With most of January behind me, and two paychecks deposited and accounted for, I am surprised at what I have already learned from my new way of tracking my expenses and monitoring my spending.
What have I learned? Tracking my cash flow visually instead of mentally makes me far more inclined to watch when, where, and on what I am spending money. Given that I do not spend casually or freely to begin with, this revelation has made my current strict money policy a little more flexible.
So I was thrilled to read that my personal discovery was validated by Norm Brodsky, a columnist for the magazine Inc.
Inc. is a magazine aimed at entrepreneurs, business start-ups, and small businesses. I first read it back in the 90s after I received a free subscription as a lawyer. A few years ago, after a long hiatus, I subscribed again.
I'm not an entrepreneur. I'm not a venture capitalist. I am not burning (or even warming) with desire to start a business. But I do find the magazine irresistible. One of the many features I look forward to is Norm's monthly column, "Street Smarts."

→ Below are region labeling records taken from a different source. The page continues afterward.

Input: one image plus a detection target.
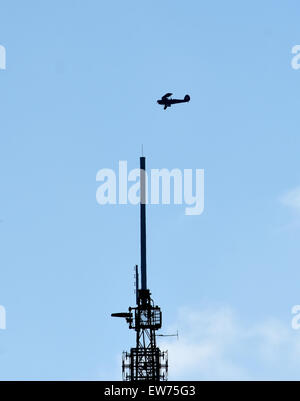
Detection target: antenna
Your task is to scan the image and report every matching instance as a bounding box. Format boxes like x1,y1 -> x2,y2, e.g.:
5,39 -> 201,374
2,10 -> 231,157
140,157 -> 147,290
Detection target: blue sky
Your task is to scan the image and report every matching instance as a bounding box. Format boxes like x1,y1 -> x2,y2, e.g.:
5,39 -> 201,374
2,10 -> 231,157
0,0 -> 300,380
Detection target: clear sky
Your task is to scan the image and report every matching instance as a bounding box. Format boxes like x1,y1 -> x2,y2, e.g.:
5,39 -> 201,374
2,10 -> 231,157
0,0 -> 300,380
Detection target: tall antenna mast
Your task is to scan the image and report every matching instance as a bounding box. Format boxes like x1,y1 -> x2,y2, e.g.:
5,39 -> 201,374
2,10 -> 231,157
112,156 -> 168,381
140,157 -> 147,290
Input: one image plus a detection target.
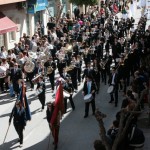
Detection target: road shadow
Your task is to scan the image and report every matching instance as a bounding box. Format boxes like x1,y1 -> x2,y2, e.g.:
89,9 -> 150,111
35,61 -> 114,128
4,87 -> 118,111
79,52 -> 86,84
23,134 -> 52,150
0,139 -> 19,150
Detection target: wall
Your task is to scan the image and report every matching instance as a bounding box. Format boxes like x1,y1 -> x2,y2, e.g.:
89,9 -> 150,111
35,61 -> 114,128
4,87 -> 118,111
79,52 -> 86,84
0,0 -> 26,5
0,3 -> 27,49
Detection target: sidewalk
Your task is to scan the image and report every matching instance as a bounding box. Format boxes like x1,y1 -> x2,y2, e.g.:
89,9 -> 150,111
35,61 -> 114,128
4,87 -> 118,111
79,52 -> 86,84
138,103 -> 150,150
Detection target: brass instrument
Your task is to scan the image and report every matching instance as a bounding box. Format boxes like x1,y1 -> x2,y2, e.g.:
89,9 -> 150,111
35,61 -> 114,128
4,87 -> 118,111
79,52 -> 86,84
47,66 -> 54,75
24,59 -> 35,73
64,44 -> 73,53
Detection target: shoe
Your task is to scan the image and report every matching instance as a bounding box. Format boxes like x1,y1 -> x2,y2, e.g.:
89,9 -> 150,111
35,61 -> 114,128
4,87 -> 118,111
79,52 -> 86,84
84,115 -> 88,118
54,144 -> 57,150
109,100 -> 113,103
11,94 -> 15,97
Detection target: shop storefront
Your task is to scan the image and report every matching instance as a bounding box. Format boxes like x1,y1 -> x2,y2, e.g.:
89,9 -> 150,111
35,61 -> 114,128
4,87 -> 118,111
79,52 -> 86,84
27,0 -> 49,35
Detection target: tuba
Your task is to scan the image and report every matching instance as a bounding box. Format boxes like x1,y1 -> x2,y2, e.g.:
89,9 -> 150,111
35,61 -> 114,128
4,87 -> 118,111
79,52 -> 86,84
47,66 -> 54,75
24,59 -> 35,73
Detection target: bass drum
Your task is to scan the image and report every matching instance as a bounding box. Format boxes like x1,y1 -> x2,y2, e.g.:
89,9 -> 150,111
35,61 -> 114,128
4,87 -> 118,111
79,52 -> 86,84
0,66 -> 7,78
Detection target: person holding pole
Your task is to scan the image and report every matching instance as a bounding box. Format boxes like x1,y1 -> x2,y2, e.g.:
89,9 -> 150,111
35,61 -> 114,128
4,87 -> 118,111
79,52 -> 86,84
9,101 -> 27,147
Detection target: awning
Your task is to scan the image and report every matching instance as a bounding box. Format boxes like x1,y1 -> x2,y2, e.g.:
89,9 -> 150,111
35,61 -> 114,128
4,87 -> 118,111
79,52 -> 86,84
0,12 -> 17,34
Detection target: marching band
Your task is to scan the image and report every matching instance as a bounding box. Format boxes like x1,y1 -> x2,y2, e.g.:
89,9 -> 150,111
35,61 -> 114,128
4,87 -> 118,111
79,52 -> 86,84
0,1 -> 150,149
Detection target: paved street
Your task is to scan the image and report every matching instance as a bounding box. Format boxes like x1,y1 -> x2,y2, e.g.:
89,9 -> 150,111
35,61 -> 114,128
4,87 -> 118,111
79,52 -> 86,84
0,6 -> 148,150
0,68 -> 120,150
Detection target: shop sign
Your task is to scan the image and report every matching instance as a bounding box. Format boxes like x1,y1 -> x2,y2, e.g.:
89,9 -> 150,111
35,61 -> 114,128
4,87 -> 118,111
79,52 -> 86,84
28,0 -> 48,14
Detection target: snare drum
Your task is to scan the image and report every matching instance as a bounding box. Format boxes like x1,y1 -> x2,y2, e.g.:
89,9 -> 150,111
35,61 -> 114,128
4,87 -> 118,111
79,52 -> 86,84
84,94 -> 93,103
63,91 -> 70,98
107,85 -> 114,94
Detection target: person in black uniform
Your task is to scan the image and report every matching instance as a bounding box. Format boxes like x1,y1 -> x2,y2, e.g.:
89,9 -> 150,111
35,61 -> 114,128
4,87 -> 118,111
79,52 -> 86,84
82,63 -> 94,82
64,78 -> 75,113
37,76 -> 46,110
100,58 -> 107,85
44,57 -> 56,93
82,76 -> 96,118
93,59 -> 100,94
8,63 -> 23,96
9,101 -> 27,147
108,68 -> 118,107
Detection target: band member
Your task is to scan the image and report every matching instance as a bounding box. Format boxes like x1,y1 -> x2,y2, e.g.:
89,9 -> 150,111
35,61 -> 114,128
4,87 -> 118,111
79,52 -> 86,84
82,76 -> 96,118
108,68 -> 118,107
64,78 -> 75,113
26,71 -> 34,91
44,57 -> 56,93
82,63 -> 94,81
8,63 -> 23,96
60,68 -> 71,79
37,76 -> 46,110
9,101 -> 26,147
93,59 -> 100,94
46,102 -> 61,150
100,58 -> 107,85
0,58 -> 9,93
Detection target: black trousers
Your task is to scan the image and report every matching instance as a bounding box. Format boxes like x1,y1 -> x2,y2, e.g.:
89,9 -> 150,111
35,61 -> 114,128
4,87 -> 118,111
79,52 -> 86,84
110,88 -> 118,105
48,74 -> 54,90
85,98 -> 95,116
38,93 -> 45,109
14,123 -> 24,144
0,78 -> 9,92
27,73 -> 34,89
64,95 -> 75,113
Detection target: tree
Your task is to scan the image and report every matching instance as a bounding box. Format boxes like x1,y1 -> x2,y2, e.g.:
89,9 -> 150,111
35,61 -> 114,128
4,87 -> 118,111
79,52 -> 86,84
95,87 -> 149,150
69,0 -> 98,6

In the most recent issue, Norm wrote about getting a feel for one's new business by setting aside the spreadsheet and the P & L statements and approaching the company finances differently. "By writing the numbers down [by hand] and doing the calculations yourself, you begin to have a feel for the relationships between them."
Norm is right. And somehow I managed to stumble on that insight when I reassessed my financial forecast for 2017.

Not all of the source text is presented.